Samstag, 5. Mai 2018

Neuscholastik.


Bis hinein in die transzendentale Fragestellung haben es die Scholastiker nicht geschafft. Aber bis zu ihrer Eingangspforte.

Der epochale Beitrag der Scholastik zur westlichen Geistesgeschichte ist der Nominalismus. So komplex oder kompliziert die Lösungen des Universalienproblems bis Abaelard auch werden sollten: dass den Nominis eine eigene Seinsweise zukämen, kam nie in Frage. Wenn sie im Rücken auch eine dogmatische Gewissheit hatten: Nach vorn war ihr Blick entschieden kritisch. 
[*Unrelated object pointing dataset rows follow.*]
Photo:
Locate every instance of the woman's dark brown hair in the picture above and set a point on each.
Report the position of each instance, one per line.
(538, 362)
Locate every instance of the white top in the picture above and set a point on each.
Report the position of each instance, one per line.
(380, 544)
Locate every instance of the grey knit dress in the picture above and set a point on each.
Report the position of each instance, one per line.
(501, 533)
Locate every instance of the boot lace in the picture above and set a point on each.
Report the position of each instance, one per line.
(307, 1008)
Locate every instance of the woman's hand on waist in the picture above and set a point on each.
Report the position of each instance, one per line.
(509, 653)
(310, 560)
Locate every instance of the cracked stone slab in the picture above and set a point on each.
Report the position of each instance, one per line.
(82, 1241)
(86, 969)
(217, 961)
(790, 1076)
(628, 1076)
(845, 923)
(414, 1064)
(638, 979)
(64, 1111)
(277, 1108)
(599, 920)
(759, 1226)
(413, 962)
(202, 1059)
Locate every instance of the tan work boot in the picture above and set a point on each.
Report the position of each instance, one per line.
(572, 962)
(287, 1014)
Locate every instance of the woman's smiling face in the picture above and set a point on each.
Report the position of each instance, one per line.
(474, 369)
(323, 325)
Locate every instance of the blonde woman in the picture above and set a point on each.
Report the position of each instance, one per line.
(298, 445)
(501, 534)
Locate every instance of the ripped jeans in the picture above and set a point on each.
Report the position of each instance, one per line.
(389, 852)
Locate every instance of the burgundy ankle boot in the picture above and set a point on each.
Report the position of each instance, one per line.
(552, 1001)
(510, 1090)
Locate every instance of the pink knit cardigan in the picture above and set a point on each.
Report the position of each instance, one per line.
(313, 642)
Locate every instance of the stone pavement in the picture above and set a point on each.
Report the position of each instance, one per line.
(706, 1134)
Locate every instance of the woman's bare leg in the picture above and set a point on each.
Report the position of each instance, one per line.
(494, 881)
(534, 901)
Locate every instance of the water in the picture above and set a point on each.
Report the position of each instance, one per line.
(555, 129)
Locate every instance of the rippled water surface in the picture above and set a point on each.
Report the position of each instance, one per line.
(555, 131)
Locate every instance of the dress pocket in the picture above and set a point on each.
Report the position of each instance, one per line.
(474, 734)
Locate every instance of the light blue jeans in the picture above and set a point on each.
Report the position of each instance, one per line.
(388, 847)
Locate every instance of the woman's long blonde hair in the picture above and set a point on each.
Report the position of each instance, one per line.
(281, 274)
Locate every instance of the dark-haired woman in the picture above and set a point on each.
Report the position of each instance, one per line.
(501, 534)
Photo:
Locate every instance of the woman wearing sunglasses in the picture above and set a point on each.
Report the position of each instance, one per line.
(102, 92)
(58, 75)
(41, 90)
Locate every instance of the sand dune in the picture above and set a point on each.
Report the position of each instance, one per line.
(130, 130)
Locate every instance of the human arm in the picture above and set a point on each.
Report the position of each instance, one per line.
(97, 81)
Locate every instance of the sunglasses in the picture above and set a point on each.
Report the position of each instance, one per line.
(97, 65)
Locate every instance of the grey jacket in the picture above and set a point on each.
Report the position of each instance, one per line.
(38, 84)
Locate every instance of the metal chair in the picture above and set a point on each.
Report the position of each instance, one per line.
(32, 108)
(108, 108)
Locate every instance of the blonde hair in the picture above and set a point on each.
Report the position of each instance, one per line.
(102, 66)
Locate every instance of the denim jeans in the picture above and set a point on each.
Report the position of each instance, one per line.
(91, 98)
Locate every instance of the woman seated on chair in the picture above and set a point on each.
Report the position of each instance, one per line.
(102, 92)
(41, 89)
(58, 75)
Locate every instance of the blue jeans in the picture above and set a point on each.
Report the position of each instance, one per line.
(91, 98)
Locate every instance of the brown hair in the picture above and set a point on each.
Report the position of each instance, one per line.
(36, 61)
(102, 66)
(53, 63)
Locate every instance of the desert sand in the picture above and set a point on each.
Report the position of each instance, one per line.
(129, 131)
Denn anders als bei unseren zeitgenössichen Analytikern geschehen die Bedeutungsverschiebungen bei den Nominis nicht in einem abstrakten und insofern unwillkürlichen Sprachspiel, sondern in einer veränderten Absicht - intentio der redenden Subjekte. Dass einer die individuellen Entelechien übergreifenden Bedeutung dieselbe Realität zukommen sollte wie den Individualitäten selber, war nach ihren Prämissen nicht denkbar. Nomina sind flatus voci, Stimmhauche und rein willkürliche Zeichen. Das, was die Nomina bezeichnen, bleibt davon ganz unberührt.

Wie eine solche Auffasung zustande kommt, kann ich, wenn sie auch nicht meine ist, immerhin verstehen. Worauf die zeitgenössischen sprachanalytischen Begriffsreinigungen hinaussollen, verstehe ich aber nicht. Es kommt mir vor, als solle nach akribischer Analyse der 'Verwendung der Wörter im Spachspiel' durch definito- rische Präzision ein kristalliner Bedeutungskern freigelegt werden, an dem der Begriff gewissermaßen ankert, wie immer er jeweils verwendet werden mag. Die 'Verwendung' der Begriffe geschieht im Satz durch ihre Kombina- tionen mit andern Begriffen - Bedeutungskernen, zu denen wir hier Verben und Adjektive ebenfalls zählen -, durch die sie alle gewissermaßen ihre Schatten aufeinander werfen. 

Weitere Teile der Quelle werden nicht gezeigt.